The second step is to run the ImageRegressor. It is recommended have more trials for more complicated datasets. This is just a quick demo of MNIST, so we set max_trials to 1. For the same reason, we set epochs to 1. You can also leave the epochs unspecified for an adaptive number of epochs.

# Initialize the image regressor.
reg = ak.ImageRegressor(overwrite=True, max_trials=1)
# Feed the image regressor with training data.
reg.fit(x_train, y_train, epochs=1)


# Predict with the best model.
predicted_y = reg.predict(x_test)
print(predicted_y)


# Evaluate the best model with testing data.
print(reg.evaluate(x_test, y_test))

Validation Data

By default, AutoKeras use the last 20% of training data as validation data. As shown in the example below, you can use validation_split to specify the percentage.

reg.fit(
    x_train,
    y_train,
    # Split the training data and use the last 15% as validation data.
    validation_split=0.15,
    epochs=1,
)

You can also use your own validation set instead of splitting it from the training data with validation_data.

split = 50000
x_val = x_train[split:]
y_val = y_train[split:]
x_train = x_train[:split]
y_train = y_train[:split]
reg.fit(
    x_train,
    y_train,
    # Use your own validation set.
    validation_data=(x_val, y_val),
    epochs=2,
)

Customized Search Space

For advanced users, you may customize your search space by using AutoModel instead of ImageRegressor. You can configure the ImageBlock for some high-level configurations, e.g., block_type for the type of neural network to search, normalize for whether to do data normalization, augment for whether to do data augmentation. You can also do not specify these arguments, which would leave the different choices to be tuned automatically. See the following example for detail.

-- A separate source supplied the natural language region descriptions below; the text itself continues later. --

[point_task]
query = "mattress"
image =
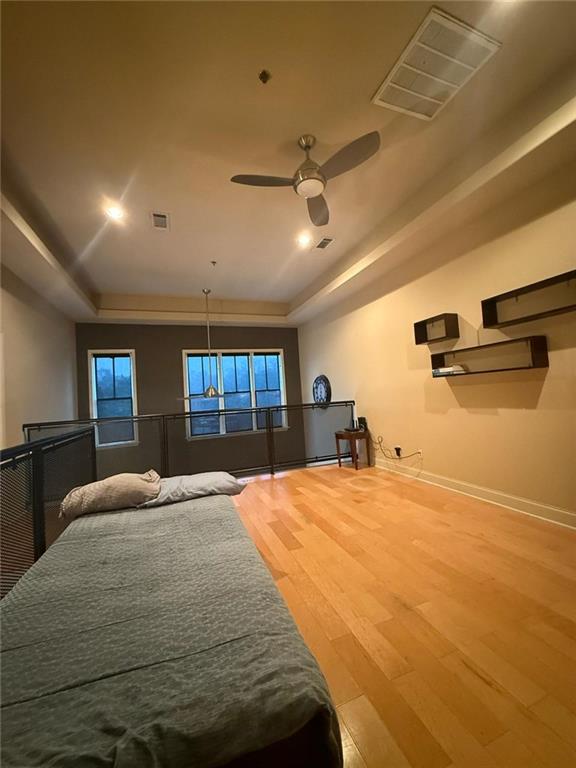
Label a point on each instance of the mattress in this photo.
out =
(158, 638)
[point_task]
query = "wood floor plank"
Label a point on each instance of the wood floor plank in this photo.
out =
(444, 726)
(351, 753)
(412, 736)
(445, 626)
(478, 720)
(374, 740)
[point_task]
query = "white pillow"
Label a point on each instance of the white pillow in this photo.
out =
(183, 487)
(116, 492)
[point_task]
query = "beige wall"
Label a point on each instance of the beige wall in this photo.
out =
(513, 432)
(38, 360)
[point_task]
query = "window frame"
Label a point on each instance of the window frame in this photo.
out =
(220, 385)
(92, 394)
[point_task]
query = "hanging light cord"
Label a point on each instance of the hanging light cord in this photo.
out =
(206, 292)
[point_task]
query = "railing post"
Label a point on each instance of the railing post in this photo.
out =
(38, 525)
(270, 440)
(94, 460)
(164, 469)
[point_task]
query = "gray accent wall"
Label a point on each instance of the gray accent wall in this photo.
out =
(160, 384)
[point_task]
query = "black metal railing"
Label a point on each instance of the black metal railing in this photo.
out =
(34, 478)
(275, 438)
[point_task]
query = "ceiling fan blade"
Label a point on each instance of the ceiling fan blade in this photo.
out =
(351, 155)
(262, 181)
(318, 210)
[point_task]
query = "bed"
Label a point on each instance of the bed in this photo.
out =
(157, 638)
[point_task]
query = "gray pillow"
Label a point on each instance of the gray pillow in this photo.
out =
(183, 487)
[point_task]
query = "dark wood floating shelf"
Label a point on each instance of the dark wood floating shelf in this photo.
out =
(511, 355)
(531, 302)
(437, 328)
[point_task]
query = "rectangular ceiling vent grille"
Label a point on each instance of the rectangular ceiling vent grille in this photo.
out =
(443, 56)
(160, 220)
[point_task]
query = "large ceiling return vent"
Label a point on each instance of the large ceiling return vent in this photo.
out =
(443, 55)
(160, 220)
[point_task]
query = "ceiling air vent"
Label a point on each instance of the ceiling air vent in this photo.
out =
(443, 55)
(160, 220)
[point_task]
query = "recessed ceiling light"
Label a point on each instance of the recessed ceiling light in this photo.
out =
(114, 212)
(304, 240)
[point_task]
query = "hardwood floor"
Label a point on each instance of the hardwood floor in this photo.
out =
(445, 626)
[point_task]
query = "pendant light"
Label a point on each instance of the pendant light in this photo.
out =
(210, 390)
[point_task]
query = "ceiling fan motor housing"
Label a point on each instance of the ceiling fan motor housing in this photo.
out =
(308, 181)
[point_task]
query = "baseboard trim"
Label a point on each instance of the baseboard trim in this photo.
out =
(517, 503)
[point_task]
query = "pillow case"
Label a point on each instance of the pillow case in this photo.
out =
(116, 492)
(183, 487)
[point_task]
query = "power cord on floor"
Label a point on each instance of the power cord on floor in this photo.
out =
(388, 452)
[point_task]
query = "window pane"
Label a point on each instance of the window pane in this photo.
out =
(195, 379)
(115, 407)
(238, 422)
(104, 377)
(260, 371)
(205, 425)
(243, 372)
(123, 376)
(272, 368)
(229, 373)
(265, 400)
(115, 432)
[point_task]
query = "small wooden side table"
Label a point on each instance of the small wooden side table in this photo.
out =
(353, 437)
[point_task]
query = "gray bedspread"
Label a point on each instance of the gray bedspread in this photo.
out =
(155, 638)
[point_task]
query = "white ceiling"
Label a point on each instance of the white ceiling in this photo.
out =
(158, 104)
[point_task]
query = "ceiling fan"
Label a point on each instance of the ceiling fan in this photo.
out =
(310, 179)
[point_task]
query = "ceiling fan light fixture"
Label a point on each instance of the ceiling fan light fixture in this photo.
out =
(311, 187)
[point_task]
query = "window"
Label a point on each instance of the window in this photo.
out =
(112, 393)
(244, 379)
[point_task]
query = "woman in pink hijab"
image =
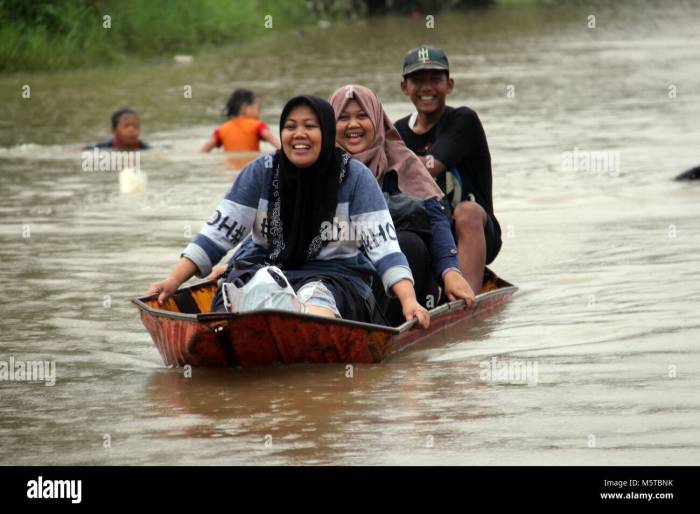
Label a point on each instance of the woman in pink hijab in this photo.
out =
(365, 131)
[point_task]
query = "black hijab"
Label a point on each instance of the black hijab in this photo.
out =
(302, 199)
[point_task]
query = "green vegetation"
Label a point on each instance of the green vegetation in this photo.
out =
(44, 34)
(58, 34)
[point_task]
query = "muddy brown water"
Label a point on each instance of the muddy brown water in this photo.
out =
(605, 255)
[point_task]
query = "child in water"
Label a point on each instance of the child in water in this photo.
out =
(244, 130)
(126, 129)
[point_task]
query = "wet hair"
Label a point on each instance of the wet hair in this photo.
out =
(238, 99)
(116, 116)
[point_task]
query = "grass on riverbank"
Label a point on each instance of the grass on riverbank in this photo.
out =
(83, 33)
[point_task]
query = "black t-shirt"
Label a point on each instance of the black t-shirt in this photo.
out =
(459, 142)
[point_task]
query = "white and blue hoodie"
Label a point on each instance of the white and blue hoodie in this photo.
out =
(360, 200)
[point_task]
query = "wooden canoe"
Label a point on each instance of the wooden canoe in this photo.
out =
(185, 332)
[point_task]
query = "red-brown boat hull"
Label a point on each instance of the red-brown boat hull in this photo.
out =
(185, 333)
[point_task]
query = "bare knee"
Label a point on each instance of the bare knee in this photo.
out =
(469, 217)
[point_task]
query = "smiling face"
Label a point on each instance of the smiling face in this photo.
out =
(126, 133)
(301, 136)
(354, 130)
(428, 90)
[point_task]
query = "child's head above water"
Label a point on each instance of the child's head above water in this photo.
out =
(126, 129)
(243, 103)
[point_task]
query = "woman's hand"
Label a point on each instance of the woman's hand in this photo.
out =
(413, 310)
(217, 271)
(404, 291)
(182, 272)
(456, 287)
(164, 289)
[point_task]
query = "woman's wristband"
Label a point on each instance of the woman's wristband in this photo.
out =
(447, 270)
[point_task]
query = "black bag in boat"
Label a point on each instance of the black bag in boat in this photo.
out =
(408, 213)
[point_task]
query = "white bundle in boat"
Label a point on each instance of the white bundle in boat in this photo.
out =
(268, 289)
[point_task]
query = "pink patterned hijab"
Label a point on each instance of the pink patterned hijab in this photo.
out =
(388, 151)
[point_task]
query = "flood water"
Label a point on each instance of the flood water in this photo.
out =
(606, 259)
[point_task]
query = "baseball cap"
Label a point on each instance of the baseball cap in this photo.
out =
(425, 58)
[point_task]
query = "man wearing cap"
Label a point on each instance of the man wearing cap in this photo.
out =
(452, 144)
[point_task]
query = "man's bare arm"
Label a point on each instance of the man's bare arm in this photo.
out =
(435, 167)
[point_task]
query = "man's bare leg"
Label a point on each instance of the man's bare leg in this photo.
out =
(470, 219)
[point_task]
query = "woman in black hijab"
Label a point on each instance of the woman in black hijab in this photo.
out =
(294, 202)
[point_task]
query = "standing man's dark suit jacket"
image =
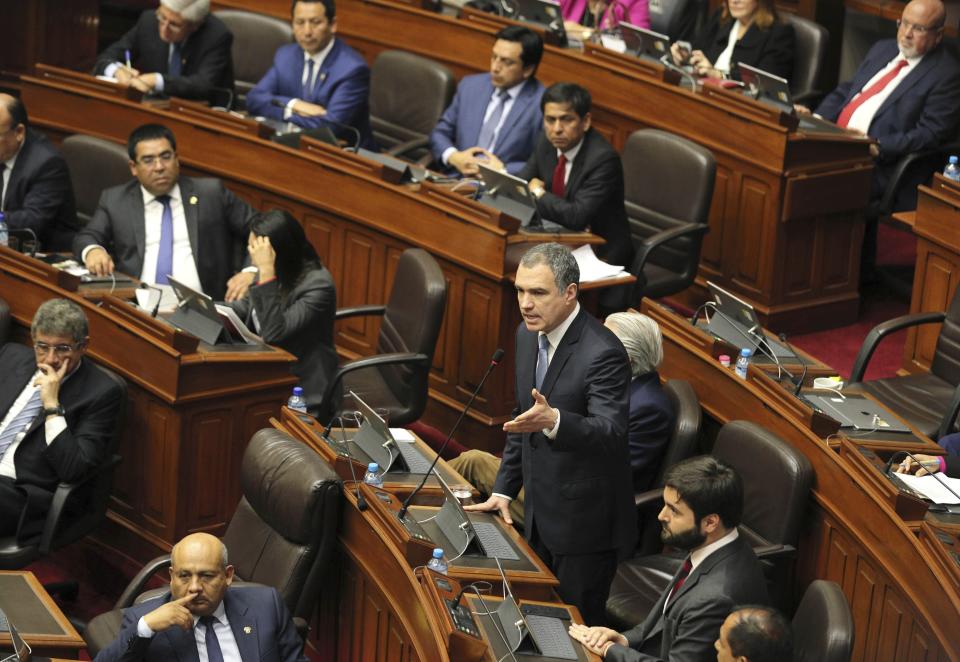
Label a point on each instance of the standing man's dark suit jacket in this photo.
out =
(92, 402)
(921, 113)
(39, 195)
(217, 222)
(258, 618)
(205, 56)
(342, 87)
(686, 631)
(577, 487)
(651, 424)
(593, 197)
(302, 325)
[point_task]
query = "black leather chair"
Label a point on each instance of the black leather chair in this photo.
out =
(77, 509)
(255, 40)
(811, 49)
(669, 184)
(776, 480)
(823, 628)
(95, 164)
(408, 94)
(929, 401)
(283, 533)
(396, 378)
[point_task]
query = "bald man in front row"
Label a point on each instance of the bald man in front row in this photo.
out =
(203, 617)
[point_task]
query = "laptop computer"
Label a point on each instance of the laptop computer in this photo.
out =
(775, 91)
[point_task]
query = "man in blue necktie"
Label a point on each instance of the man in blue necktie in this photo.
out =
(57, 413)
(204, 617)
(318, 81)
(161, 224)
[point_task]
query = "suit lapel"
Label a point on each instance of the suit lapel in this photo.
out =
(244, 625)
(191, 212)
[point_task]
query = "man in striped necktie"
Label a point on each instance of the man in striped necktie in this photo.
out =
(57, 413)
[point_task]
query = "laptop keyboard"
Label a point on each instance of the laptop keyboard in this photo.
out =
(494, 543)
(551, 637)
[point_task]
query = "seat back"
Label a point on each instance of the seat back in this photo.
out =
(408, 94)
(411, 323)
(255, 40)
(823, 628)
(668, 183)
(776, 480)
(810, 51)
(95, 164)
(946, 357)
(284, 531)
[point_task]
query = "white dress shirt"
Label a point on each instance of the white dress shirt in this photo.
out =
(228, 643)
(318, 59)
(53, 425)
(512, 94)
(862, 117)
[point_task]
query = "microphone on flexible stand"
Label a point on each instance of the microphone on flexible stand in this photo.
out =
(494, 362)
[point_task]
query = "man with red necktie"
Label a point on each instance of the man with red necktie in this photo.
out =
(584, 172)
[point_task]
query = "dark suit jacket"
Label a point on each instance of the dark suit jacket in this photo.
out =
(92, 402)
(218, 224)
(303, 326)
(686, 631)
(577, 487)
(651, 424)
(342, 87)
(593, 198)
(919, 114)
(39, 195)
(258, 618)
(460, 125)
(771, 50)
(205, 56)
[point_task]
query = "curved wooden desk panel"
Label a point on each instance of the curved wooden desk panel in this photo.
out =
(905, 605)
(785, 221)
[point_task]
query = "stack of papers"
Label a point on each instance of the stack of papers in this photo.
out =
(592, 268)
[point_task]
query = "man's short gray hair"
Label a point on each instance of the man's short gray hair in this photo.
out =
(191, 10)
(60, 317)
(641, 338)
(560, 260)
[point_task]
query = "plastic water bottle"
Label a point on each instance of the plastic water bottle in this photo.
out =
(952, 171)
(373, 477)
(742, 362)
(296, 401)
(438, 563)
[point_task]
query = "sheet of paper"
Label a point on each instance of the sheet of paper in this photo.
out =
(932, 488)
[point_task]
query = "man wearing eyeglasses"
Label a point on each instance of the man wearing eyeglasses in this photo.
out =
(58, 413)
(178, 50)
(905, 95)
(161, 224)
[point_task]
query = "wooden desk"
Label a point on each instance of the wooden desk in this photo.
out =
(37, 617)
(785, 224)
(937, 274)
(904, 605)
(191, 409)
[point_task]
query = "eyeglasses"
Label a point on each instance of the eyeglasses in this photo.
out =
(150, 159)
(42, 348)
(919, 29)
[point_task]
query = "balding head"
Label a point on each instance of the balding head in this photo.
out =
(13, 126)
(921, 27)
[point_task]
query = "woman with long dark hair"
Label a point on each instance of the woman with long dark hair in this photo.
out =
(294, 301)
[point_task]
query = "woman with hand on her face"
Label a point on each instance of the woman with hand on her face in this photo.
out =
(748, 31)
(294, 301)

input_node = ak.ImageInput()
output_node = ak.ImageBlock(
    # Only search ResNet architectures.
    block_type="resnet",
    # Normalize the dataset.
    normalize=False,
    # Do not do data augmentation.
    augment=False,
)(input_node)
output_node = ak.RegressionHead()(output_node)
reg = ak.AutoModel(
    inputs=input_node, outputs=output_node, overwrite=True, max_trials=1
)
reg.fit(x_train, y_train, epochs=1)

The usage of AutoModel is similar to the functional API of Keras. Basically, you are building a graph, whose edges are blocks and the nodes are intermediate outputs of blocks. To add an edge from input_node to output_node with output_node = ak.some_block(input_node).

You can even also use more fine grained blocks to customize the search space even further. See the following example.

input_node = ak.ImageInput()
output_node = ak.Normalization()(input_node)
output_node = ak.ImageAugmentation(horizontal_flip=False)(output_node)
output_node = ak.ResNetBlock(version="v2")(output_node)
output_node = ak.RegressionHead()(output_node)
reg = ak.AutoModel(
    inputs=input_node, outputs=output_node, overwrite=True, max_trials=1
)
reg.fit(x_train, y_train, epochs=1)

Reference

ImageRegressor, AutoModel, ImageBlock, Normalization, ImageAugmentation, ResNetBlock, ImageInput, RegressionHead.